We believe that the Federal Reserve will pay closer attention to inflation expectations surveys, as this is a factor that could drive up core inflation due to the surge in commodity prices.

For Europe, Nomura found that in Belgium, Spain, and Italy, food and energy prices account for a higher proportion in the HICP basket, while in the UK, Austria, and Germany, food and energy prices account for a lower proportion in the HICP basket (the proportion of food in the HICP basket is highly positively correlated with the proportion of energy in the HICP basket).

Considering the risks consumers face in terms of food and energy, as well as the potential impact of extreme weather events on production, Nomura states that the most worrying aspect is the negative impact of rising food and energy prices on Italy and Spain. France, Germany, and the UK are in a better situation, but among these countries, France may be the most stable because of its lower dependence on fossil fuels in its energy structure.

Energy and food prices rising by 20% may not necessarily trigger a fiscal response similar to last year's surge in natural gas prices.

At the same time, monetary policy has already tightened significantly, making further aggressive rate hikes seem unlikely.
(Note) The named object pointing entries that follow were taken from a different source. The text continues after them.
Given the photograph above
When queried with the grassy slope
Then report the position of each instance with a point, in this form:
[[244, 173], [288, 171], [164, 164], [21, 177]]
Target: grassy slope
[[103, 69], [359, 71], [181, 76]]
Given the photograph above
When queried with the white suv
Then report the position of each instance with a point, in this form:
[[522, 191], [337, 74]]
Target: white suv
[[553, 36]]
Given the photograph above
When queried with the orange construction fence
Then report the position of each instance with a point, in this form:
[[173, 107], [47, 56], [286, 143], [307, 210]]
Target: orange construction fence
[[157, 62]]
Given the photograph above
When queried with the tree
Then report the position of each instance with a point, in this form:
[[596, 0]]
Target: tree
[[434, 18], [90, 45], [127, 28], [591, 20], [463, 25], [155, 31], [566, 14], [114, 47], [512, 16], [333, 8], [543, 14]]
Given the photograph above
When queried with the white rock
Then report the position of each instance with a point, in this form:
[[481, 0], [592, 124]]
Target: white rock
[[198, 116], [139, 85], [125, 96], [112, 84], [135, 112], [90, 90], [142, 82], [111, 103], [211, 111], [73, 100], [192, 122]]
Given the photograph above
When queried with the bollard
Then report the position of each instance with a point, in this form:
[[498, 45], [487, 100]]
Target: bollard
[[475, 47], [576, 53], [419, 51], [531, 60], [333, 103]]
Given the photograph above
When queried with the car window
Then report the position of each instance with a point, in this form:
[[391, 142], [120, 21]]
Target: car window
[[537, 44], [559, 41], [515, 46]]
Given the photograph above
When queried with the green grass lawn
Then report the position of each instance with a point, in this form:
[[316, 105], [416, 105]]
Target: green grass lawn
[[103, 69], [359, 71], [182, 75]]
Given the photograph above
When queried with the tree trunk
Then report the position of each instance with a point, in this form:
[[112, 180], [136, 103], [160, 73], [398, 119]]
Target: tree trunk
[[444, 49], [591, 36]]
Nevertheless, in the process of reducing inflation, the renewed increase in commodity prices suggests that interest rates need to be maintained at a higher level for a longer period of time.

As Huw Pil, Chief Economist of the Bank of England, recently stated in a speech, the central bank "will respond to this." Therefore, if the tightening monetary policy significantly suppresses consumption and economic activity, the risk of the entire Europe entering a recession will be higher.